Just wanted to say the Nomad manual is magically clear. Thx.


So almost there, I’m not sure how to get the reference value for the test at the end of this snippet: a.d_.d_ … I think this is the “second gradient” from table 1.1 of the Nomad manual but I can’t convince myself of that yet.

  using stan::math::fvar;
  using boost::math::gamma_p;

  fvar<fvar<double> > x;
  x.val_.val_ = 0.5001;
  x.val_.d_ = 1.0;

  fvar<fvar<double> > y;
  y.val_.val_ = 1.0001;
  y.d_.val_ = 1.0;

  fvar<fvar<double> > a = gamma_p(x,y);

  EXPECT_FLOAT_EQ(0.40753385, a.d_.d_);

So yes: [quote=“betanalpha, post:2, topic:379”]
ffd.d.d: <z, df/dx(x)> + <u, d^{2}f / dx^2 * w>.

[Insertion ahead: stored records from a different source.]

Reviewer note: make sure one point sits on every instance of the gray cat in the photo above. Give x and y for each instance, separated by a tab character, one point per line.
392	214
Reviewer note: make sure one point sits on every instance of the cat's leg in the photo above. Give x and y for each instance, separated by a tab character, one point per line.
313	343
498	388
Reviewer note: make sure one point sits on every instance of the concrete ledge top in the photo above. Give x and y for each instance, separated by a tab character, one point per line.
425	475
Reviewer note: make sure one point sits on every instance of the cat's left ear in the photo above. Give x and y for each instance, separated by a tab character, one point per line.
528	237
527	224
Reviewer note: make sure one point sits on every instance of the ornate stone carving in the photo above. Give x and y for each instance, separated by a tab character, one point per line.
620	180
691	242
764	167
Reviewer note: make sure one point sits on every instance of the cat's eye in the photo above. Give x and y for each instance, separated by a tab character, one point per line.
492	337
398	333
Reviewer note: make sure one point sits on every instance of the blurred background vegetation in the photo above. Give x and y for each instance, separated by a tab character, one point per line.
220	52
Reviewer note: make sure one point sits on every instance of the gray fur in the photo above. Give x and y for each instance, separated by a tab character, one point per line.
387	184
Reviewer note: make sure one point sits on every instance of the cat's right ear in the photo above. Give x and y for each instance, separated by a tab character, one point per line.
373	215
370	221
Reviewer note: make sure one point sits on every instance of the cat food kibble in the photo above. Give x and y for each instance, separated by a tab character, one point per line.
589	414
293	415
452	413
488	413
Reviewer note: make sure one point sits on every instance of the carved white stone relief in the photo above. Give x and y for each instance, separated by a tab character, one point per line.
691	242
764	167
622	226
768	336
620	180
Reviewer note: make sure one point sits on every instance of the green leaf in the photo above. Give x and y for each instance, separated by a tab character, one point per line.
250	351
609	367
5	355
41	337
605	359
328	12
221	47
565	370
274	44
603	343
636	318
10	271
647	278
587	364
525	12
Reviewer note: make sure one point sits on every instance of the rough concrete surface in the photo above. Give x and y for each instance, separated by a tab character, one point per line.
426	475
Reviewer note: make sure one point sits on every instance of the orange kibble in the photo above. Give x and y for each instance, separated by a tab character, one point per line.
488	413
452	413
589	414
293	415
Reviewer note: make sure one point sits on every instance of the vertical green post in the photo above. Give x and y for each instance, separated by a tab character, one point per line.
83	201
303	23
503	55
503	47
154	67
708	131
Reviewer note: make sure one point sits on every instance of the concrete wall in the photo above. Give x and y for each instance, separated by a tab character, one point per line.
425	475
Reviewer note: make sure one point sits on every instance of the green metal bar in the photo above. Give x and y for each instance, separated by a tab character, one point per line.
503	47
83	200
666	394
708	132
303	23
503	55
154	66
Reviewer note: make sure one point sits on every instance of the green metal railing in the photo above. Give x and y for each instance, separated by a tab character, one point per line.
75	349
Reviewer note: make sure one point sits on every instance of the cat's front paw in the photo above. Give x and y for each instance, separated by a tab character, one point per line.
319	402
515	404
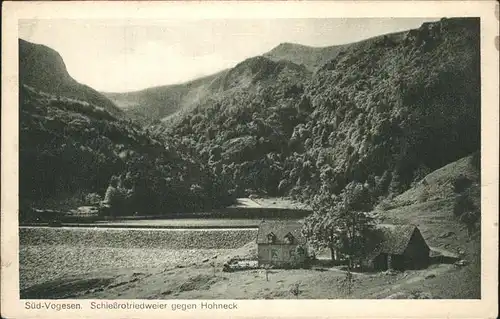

Sure, but a function f:R -> R^N requires only a single call to forward mode. Reverse-mode computes rows of the Jacobian in one pass whereas forward mode computes columns (if you take the directional derivative to be axis aligned).

If you start nesting, such as fvar<fvar<double>> then you get second derivatives, but it’s almost always better to use fvar<var> instead.

You may want to read Giles’s introduction to autodiff in his matrix autodiff tech report if you liked Michael’s. It’s very clear if you think in matrices.